French groups Les Petits Chaperons Rouges acquired Kidd Caru last September

According to LaingBuisson’s annual market report, published today, in 2015/16, the value of day nurseries in the UK was £5.3bn, up from £4.9bn for 2013/14 in the 2014 report.

In real terms due to rising fees and stable volumes, the market size is now almost 50 per cent larger than it was ten years ago in 2006.

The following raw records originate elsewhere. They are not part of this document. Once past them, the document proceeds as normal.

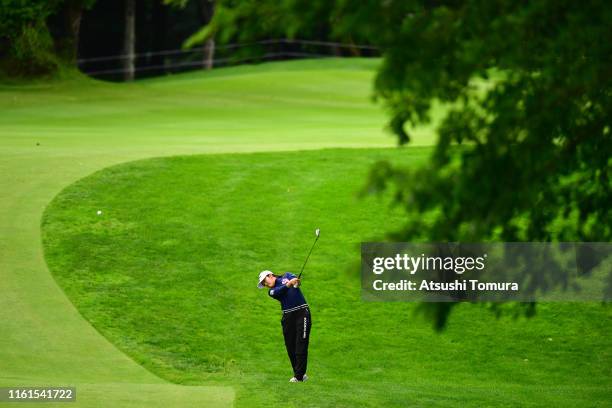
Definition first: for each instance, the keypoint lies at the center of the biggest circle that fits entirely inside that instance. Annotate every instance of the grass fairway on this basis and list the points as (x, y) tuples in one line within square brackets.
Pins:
[(54, 133), (158, 273), (167, 274)]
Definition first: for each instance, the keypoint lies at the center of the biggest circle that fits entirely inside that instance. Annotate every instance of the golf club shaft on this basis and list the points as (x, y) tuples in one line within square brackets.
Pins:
[(310, 252)]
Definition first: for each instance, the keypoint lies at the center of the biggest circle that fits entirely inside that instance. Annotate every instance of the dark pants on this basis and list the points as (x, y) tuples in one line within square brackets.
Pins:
[(296, 330)]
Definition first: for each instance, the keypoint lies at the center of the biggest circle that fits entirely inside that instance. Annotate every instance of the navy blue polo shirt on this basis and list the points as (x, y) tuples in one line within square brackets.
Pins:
[(291, 298)]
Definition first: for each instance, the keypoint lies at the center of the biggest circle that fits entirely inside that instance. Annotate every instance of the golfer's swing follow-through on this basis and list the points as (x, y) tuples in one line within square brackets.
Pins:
[(296, 319)]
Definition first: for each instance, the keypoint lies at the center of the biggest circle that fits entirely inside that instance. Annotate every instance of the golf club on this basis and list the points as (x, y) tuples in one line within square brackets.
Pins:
[(317, 234)]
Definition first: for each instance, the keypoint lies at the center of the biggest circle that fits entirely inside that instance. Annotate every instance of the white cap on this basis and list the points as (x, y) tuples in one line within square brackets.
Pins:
[(262, 276)]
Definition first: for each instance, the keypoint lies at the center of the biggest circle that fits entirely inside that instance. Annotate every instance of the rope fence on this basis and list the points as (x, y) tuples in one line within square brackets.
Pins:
[(181, 59)]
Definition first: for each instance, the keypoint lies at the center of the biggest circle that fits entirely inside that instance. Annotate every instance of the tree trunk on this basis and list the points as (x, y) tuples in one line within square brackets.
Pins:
[(64, 28), (207, 10), (129, 40), (209, 53)]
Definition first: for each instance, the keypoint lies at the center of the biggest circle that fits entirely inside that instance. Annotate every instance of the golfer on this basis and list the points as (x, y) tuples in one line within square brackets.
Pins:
[(296, 318)]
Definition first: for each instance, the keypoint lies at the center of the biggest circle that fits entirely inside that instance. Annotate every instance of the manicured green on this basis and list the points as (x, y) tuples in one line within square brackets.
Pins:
[(167, 273), (82, 126)]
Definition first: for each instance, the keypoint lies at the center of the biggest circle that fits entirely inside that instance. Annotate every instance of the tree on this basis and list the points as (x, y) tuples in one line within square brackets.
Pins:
[(28, 46), (524, 152), (129, 40)]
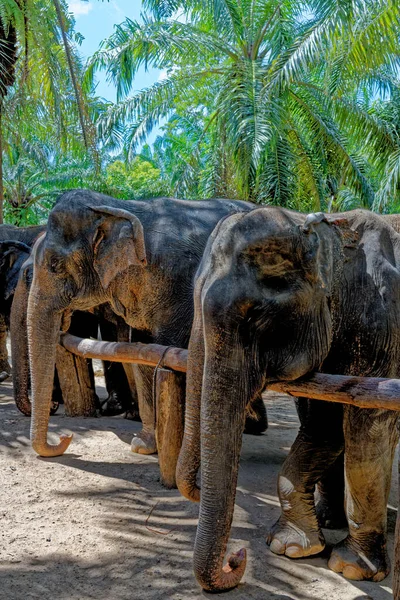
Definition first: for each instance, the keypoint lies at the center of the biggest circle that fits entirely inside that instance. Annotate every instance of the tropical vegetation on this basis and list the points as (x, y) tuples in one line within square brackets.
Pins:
[(290, 102)]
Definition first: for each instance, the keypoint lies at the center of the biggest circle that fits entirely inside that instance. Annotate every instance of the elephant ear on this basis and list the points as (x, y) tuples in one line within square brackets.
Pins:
[(118, 243), (12, 255)]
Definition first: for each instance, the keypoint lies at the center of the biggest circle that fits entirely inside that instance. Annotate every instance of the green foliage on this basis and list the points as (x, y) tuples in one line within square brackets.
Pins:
[(289, 102), (263, 98), (137, 179)]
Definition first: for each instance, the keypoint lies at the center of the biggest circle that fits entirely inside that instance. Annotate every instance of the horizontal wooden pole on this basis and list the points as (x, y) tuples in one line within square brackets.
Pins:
[(141, 354), (364, 392)]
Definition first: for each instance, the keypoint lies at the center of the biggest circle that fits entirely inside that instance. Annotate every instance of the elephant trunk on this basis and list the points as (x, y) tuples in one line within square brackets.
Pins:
[(43, 333), (19, 345), (189, 456), (222, 422)]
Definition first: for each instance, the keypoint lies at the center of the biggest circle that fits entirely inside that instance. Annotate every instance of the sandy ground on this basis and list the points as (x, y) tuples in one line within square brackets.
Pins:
[(97, 524)]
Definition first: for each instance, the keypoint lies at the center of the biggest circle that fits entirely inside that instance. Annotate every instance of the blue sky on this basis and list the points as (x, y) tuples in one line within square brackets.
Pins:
[(95, 20)]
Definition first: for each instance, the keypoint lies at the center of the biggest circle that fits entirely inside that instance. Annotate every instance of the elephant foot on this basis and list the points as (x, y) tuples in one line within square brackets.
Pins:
[(358, 563), (112, 406), (287, 538), (144, 443), (133, 414), (330, 517)]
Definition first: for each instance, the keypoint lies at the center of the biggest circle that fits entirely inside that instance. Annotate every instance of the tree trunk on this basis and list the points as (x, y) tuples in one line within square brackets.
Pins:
[(170, 402), (76, 384), (1, 164)]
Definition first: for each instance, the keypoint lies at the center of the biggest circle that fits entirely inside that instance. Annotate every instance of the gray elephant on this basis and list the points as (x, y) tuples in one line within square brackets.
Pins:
[(26, 236), (279, 295), (141, 257), (16, 272)]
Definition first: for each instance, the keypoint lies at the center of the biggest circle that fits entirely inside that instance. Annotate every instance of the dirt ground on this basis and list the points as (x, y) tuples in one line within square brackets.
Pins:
[(97, 524)]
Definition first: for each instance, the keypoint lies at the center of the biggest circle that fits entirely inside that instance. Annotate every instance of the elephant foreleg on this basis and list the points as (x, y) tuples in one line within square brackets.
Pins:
[(370, 439), (330, 507), (318, 444)]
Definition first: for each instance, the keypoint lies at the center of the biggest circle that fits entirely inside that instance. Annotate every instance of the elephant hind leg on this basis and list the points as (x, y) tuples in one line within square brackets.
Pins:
[(144, 442), (330, 506), (370, 437), (256, 419), (320, 441)]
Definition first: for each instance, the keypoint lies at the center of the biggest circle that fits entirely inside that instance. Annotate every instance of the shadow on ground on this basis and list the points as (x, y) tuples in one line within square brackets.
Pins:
[(96, 522)]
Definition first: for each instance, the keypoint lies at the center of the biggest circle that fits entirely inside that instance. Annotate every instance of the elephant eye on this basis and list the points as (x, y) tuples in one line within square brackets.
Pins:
[(56, 265)]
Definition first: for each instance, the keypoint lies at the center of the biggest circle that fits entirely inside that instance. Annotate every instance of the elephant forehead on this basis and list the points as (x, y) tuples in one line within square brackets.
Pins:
[(64, 225)]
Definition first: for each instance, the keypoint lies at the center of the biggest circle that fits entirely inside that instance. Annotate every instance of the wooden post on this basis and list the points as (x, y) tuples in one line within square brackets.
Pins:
[(76, 384), (170, 410)]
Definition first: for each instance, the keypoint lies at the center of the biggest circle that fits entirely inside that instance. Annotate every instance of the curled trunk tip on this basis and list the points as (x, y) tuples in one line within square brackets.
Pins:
[(49, 450), (230, 575)]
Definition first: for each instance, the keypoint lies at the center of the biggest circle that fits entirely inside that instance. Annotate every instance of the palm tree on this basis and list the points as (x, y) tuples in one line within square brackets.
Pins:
[(45, 76), (277, 84)]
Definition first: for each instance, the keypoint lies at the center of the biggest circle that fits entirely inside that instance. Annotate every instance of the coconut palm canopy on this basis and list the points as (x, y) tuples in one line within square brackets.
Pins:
[(287, 102)]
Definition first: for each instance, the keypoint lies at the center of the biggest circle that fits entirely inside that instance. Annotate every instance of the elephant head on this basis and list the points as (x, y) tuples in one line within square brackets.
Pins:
[(12, 255), (263, 312), (89, 244)]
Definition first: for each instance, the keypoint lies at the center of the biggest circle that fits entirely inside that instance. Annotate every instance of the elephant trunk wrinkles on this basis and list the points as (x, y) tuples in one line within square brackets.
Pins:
[(221, 440), (189, 456), (43, 331), (19, 346)]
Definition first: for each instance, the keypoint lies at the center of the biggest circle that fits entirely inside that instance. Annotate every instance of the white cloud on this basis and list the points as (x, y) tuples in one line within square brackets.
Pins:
[(78, 7), (163, 75)]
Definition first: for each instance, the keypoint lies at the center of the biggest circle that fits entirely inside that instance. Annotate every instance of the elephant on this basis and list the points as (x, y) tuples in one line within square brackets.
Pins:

The report by the healthcare research and intelligence specialist says it does not expect the 30 hours to have much of an impact as the sector is ‘resilient’ and will be able to adapt and find solutions to make it work. However, it says that if single operators don’t adopt ‘commercial solutions’ they could be at risk.

Market structure

The report says that overall the market is still ‘fragmented’ with two ‘super groups’ (Busy Bees and Bright Horizons) that have broken away from the rest of the market, a trend that is expected to continue for another two years, and increased interest from overseas – a number of investors and providers from North America, Asia and Europe have entered the market. It gives the example of Les Petits Chaperons Rouges, the second largest nursery group in France, which last year bought Magic Nurseries and The Childcare Corporation (Kiddi Caru nurseries), making it the seventh largest operator in the UK.

Likewise, the report also suggests that UK nursery groups are becoming increasingly interested in North American expansion and says it will be interesting to see who buys Learning Care Corporation, the third largest childcare provider in the US, which is expected to go up for sale, and begin the expected wave of consolidation in the country, which is even more fragmented than the UK.

Both Busy Bees and Bright Horizons already operate nurseries in North America.

The report’s author, Dominic Barrett-Evans, said, ‘All of the indicators point to formal daycare services for children under the age of five being attractive for investors taking a long-term approach and a willingness to evaluate each acquisition on its own merits. With many more mothers of young children working and parents recognising the value of good early years education and care, childcare has now become a vital part of everyday life. This will only continue to grow, and the quality of managers and staff are being recognised now more than ever before. We expect continued steady growth, with increased demand for more specialised childcare services.

‘The childcare sector has shown its resilience in the face of economic downturns and Government policy changes over the years. However, the sector has always come back stronger and a very real opportunity exists if the Government settles on the correct childcare strategy soon. It is too early to judge the impact of the 30 hours policy, but it is likely that operators will be able to adapt and find solutions to make it work. Getting the funding right is also fundamental to making sure well-trained and good-quality staff continue to be attracted to the sector.’